2.    A Bushfire Event Log will provide a reliable source document for preparing a fire incident report.  This will avoid the often difficult task of having to recall events, the order of those events, decisions made along with the fire behaviour at the time, long after a fire sometimes days or weeks later when memories have faded.

3.    Recent reports and inquests have highlighted failures in fire-fighting communications, which arguably had a role in contributing to operational problems in controlling the spread, severity and impacts of fires.  Compulsorily requiring a Bushfire Event Log will require regular communication between fire-fighters and Fire Control.  This requirement will help drive the need to improve the reliability of operational communications during a bushfire event.

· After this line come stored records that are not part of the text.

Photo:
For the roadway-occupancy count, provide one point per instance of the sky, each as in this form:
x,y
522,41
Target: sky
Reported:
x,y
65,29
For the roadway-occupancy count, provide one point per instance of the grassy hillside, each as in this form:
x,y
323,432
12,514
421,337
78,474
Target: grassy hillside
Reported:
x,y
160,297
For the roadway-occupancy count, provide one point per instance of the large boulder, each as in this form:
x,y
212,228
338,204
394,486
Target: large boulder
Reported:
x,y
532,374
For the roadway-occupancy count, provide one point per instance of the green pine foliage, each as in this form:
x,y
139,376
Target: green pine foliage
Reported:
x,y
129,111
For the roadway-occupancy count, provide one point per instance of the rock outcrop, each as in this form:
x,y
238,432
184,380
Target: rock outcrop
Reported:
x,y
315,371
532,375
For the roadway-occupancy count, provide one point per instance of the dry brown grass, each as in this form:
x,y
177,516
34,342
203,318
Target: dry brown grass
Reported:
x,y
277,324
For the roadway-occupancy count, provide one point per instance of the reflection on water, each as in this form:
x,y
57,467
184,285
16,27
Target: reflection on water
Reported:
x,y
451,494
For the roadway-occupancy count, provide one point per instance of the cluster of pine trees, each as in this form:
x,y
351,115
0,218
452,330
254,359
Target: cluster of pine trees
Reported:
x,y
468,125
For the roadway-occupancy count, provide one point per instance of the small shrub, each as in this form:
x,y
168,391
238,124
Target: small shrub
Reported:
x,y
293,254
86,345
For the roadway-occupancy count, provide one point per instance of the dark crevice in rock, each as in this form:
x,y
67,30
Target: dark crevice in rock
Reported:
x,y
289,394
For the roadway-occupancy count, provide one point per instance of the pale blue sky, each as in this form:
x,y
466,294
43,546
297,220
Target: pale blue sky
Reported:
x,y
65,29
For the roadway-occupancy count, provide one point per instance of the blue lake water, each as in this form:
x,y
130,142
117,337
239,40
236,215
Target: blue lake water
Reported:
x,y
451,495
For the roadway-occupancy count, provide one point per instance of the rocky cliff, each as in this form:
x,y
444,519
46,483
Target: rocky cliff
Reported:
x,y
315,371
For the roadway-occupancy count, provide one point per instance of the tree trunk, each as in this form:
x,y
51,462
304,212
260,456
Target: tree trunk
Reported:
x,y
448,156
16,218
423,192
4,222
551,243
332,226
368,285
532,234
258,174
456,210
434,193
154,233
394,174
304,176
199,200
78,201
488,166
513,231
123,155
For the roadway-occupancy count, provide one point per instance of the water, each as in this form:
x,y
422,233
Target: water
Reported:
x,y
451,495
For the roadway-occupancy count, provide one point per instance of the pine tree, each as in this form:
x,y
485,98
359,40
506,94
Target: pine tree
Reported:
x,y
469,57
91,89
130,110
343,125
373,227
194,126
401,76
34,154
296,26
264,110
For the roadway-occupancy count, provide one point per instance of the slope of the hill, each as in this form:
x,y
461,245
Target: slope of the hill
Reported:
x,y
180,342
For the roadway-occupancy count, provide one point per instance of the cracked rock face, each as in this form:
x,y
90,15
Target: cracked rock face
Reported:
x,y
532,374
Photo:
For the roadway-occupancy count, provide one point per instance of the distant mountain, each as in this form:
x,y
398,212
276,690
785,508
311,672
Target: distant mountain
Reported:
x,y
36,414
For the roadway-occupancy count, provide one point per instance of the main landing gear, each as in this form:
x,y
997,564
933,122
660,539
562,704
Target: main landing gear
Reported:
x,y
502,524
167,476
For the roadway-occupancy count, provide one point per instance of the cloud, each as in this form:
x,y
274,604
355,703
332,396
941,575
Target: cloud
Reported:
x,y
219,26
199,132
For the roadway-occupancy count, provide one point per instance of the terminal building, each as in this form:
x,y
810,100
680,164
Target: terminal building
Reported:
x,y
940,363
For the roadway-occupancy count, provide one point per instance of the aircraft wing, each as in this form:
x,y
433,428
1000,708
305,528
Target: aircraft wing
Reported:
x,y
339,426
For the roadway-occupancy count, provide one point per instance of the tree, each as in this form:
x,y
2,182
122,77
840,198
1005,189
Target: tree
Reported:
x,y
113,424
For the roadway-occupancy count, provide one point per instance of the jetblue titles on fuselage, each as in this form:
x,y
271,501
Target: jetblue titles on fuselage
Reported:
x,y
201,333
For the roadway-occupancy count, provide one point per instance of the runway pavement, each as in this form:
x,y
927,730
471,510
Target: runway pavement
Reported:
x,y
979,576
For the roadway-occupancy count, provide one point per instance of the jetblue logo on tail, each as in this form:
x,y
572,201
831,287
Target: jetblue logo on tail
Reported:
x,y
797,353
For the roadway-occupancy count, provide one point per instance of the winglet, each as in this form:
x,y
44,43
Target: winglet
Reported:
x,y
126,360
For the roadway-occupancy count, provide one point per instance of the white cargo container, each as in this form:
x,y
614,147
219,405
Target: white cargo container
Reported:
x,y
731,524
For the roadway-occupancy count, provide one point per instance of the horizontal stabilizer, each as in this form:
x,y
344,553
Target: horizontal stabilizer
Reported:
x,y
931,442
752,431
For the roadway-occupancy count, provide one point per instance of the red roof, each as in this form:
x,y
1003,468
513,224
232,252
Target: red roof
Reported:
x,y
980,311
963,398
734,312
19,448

4.    A Bushfire Event Log will provide a actual live record of the performance of the co-ordination, command and control functions of the ICS, including the operational sequence: Reaction, Reconnaissance, Appreciation, Plan, Issue of Orders and Deployment.   This log will be highly useful at a debriefing session following a fire, allowing operational problems to be better identified.  This will aid the RURAL FIRE SERVICE to increases its knowledge and understanding of rural fire fighting.

5.    A Bushfire Event Log will enable bushfire management to be more transparent in reporting its operations, assisting any possible coronial investigations, for operational evaluation and improvement, analysis and to contribute firefighting practice into bushfire research.  By making fire event logging compulsory, regular information must be fed back to central command in order to achieve the minimum reporting standard.  This will drive a higher standard in strategic communications.

Property incinerated in Kinglake Fire 7th February 2009.